Jamilah Sabur is a multidisciplinary artist whose practice involves performance, video and installation. She is interested in embodied cognition, social mimicry, dissonance, ritual and the uncanny. Cathy Leff speaks with the young artist, as she prepares for her new exhibition, The Rhetoric of the Living, opening March 8th at Emerson Dorsch in Miami.

Your new works draw from Florida’s cultural history. Can you tell us about your interest in the State?

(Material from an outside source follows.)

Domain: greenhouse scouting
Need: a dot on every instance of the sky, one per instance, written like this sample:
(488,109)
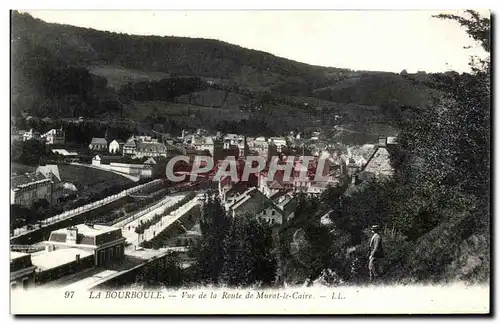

My family came to Miami from Jamaica when I was four, so I grew up here. I returned to Miami to live fulltime three years ago. I was so lucky to have been an artist-in-residence last year at Crisp Ellert Art Museum at Flagler College in St. Augustine. I connected with George Aaron Broadwell, whose research focuses on endangered languages and psycholinguistics. He teaches at University of Florida, and we’ve been having some really amazing conversations about the structure of the Timucua language. I always have been thinking about how language breaks down. Because human language is linearized, we can only say one word at a time, the order of elements in a sentence takes on great relevance in the way it is interpreted and translates across cultures. A new piece in my upcoming show, I will wet you (pl.) with the new water, is a 12’ neon work based on the Timucua syntax of a 1612 baptism, which came out of my residency. I’ve also been interested in colliding and overlapping history. My video, A point at zenith (Cuando caen las flores), also on view at Emerson Dorsch, addresses two moments in northern Florida in the years 1656 and 1982.

Jamilah Sabur’s I will wet you (pl.) with the new water. Courtesy of Emerson Dorsch.

Can you address the recurrent themes of time and space in your work?

Residue, if you just consider it as a felt experience, invites you into space, which is where my work comes from. I can almost feel the traces of history on me as I make my way through life. The shape of today’s world is sort of the residue of millions of past moments, I suppose. I am always searching or grasping for the source of that felt residue… maybe I am also coming to terms with the grasping. It is from a past that you can neither change nor see, but which is still there. The sheer scale of it all, all the residue that is thick on the world, speaks to a grandeur greater than kings can have. I suppose I grapple with alternating or simultaneous impulses to know the source, to resign to the presence, to relying on the great scales of history, society and space…

Can you speak about your artistic preoccupations?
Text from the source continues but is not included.